Начали они с мужем откладывать деньги. С одной зарплаты, с другой… И вдруг … беда: Саша, друг и одноклассник Толика, на мопеде разбился. Собирали по частям мальчишку, да видно собрали неправильно. Мать воет – в Москву везти надо, а денег нет.

Толик тогда пришел, ложкой по тарелке водит, а сам на нее из-под бровей поглядывает, да так, что достала она эти деньги – саданула по столу.

– Без койки будешь! Так и знай!
Толик деньги схватил и хотел было припуститься.
– Стоять! Пока не съешь, не уйдешь!
И он хлебал, спешил, пил прямо из тарелки, радостно и счастливо глядя на нее.

И жалко денег было, и… Тут сколиоз, а там – то ль встанет на ноги Сашка, то ль нет. Всем поселком тогда скидывались. Вернулся Саня в село через полгода в инвалидном кресле, а вскоре и на ноги встал. Техникум закончил, на МТС работает, двое детей уж. До сих пор с Толькой на связи они, друзья.

Надежда оживлённо болтала с Фаей, то и дело “пробалтываясь” о чем-то, по ее мнению, производящем впечатление. “Я в Таиланде видела …”, “Такой пуфик я Вике взяла, дорого, конечно, как диван, но взяла….”, “Мне до Испании надо успеть …”, “Мой дорогой оплатит, это же бренд…”

– Как Вам этот набор? – показывала Надя Марии на белый итальянский туалетный столик с округлыми формами и сверкающей золотой отделкой.

– Мне? – Мария вдохнула, глаза забегали, искала ответ.
– Ну, да.
– Белый больно.
– Так я и ищу белый. У меня спальня в бело-золотых тонах.
– Вокурат как у царей?
– Ну-у… Почему бы и нет, хочется жить по-царски, – Надежда усмехнулась как-то невесело.
– Тогда подойдёт, – кивнула Мария, – Добавит Вам блескучести.
– Ха! Блескучести. Здорово! Впрочем, у меня этой блескучести и так достаточно, – Надя ещё раз взглянула на туалетный столик, – Может и правда, что-то поскромнее посмотреть, – и пошла дальше по салону.
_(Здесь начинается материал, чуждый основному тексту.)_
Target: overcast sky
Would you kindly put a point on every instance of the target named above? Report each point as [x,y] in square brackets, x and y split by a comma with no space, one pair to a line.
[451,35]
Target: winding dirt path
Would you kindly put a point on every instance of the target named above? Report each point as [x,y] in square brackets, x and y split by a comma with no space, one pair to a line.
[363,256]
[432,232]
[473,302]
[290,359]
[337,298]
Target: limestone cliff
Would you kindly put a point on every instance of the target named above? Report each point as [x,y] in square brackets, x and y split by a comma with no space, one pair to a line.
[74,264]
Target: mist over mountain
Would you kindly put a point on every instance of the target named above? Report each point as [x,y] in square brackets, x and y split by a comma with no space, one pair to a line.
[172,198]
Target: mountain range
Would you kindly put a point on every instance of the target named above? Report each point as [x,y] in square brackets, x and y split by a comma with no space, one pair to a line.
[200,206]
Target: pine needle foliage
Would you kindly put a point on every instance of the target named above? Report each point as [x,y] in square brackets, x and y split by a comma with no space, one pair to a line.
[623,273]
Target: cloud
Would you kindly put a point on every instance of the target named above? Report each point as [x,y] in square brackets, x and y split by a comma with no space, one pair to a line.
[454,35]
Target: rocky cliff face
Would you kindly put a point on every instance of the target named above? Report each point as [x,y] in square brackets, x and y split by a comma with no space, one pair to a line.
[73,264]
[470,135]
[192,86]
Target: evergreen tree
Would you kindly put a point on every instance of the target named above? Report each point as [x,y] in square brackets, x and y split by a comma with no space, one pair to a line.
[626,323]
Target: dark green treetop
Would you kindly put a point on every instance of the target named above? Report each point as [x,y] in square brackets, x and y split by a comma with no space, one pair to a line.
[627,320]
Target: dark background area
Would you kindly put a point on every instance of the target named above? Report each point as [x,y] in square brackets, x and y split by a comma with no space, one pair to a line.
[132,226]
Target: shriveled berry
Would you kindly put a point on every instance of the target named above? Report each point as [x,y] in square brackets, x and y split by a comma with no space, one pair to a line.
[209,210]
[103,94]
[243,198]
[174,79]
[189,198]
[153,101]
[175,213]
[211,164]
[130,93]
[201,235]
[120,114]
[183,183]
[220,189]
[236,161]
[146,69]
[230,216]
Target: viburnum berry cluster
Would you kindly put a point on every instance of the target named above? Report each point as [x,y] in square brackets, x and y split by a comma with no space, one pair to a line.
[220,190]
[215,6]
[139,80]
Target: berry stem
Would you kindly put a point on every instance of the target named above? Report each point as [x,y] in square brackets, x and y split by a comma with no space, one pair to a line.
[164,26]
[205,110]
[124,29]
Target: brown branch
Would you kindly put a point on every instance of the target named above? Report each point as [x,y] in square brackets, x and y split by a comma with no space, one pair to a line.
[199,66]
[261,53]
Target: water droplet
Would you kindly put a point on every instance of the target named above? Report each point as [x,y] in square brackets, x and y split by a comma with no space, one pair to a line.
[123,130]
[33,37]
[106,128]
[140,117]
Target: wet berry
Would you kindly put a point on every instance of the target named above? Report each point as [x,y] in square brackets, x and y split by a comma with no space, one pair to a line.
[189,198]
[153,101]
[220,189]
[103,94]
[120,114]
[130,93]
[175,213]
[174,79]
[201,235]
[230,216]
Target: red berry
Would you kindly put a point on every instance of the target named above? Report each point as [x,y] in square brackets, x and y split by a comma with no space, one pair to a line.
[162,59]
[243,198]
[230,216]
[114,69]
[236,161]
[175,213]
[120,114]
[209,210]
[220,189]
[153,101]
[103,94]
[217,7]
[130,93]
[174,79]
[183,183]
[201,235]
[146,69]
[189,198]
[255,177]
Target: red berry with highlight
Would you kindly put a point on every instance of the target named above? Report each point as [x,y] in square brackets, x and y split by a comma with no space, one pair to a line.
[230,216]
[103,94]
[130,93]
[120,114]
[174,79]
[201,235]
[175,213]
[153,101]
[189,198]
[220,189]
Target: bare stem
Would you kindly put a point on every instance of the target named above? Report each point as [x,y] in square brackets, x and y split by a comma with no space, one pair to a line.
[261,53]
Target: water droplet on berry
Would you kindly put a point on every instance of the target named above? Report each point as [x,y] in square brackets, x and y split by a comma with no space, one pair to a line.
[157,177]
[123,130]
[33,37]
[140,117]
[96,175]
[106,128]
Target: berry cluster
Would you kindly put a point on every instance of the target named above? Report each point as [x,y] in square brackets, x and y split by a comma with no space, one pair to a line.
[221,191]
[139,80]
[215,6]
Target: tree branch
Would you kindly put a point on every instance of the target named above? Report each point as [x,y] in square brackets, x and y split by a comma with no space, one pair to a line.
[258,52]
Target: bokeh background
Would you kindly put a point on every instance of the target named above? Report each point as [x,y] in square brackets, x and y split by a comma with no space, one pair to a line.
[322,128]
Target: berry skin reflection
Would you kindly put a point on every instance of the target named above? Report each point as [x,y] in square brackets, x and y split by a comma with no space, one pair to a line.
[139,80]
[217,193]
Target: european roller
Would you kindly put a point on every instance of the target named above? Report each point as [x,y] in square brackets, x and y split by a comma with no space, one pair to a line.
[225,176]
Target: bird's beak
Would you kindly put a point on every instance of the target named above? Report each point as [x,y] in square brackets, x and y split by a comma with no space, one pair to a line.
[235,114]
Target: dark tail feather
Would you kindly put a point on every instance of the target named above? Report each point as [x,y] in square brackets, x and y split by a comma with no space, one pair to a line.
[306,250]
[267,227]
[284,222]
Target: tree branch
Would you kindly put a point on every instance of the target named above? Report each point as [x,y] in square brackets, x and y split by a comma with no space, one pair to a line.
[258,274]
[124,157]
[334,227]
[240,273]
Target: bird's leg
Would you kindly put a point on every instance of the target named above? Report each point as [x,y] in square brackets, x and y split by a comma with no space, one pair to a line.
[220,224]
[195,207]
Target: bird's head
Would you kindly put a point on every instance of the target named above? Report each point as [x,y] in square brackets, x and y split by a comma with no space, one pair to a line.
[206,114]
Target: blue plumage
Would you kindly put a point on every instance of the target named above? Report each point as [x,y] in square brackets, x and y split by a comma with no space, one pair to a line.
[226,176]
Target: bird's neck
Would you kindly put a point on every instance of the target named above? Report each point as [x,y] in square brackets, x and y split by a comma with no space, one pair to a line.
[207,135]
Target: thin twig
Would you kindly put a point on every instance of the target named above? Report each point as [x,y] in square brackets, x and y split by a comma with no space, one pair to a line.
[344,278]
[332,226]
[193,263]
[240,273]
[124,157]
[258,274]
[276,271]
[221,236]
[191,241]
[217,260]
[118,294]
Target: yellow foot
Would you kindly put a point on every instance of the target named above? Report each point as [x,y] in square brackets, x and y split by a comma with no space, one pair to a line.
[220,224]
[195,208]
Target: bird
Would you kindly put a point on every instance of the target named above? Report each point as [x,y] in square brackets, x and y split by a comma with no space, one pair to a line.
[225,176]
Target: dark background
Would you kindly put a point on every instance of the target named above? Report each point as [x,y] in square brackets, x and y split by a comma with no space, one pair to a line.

Фаина удивилась: Надежда прислушалась? Да не может быть! Она всегда все делала по-своему, и прислушиваться – ни в ее характере.

Фая глянула на сватью со стороны. Наружность деревенская, чего уж. Но, если присмотреться внимательно, замечаешь в серых глазах ее под стеклами очков спокойную уверенность, самодостаточность что ли. Как будто смотрит она на них, как на актеров – умный, дотошный зритель.

– Как Вам моя подруга, Маш? – спросила, когда ехали обратно.

– Хорошая…

– И все? Она у нас самая яркая и успешная. Отец – стоматолог известный был. Муж – в правительстве города.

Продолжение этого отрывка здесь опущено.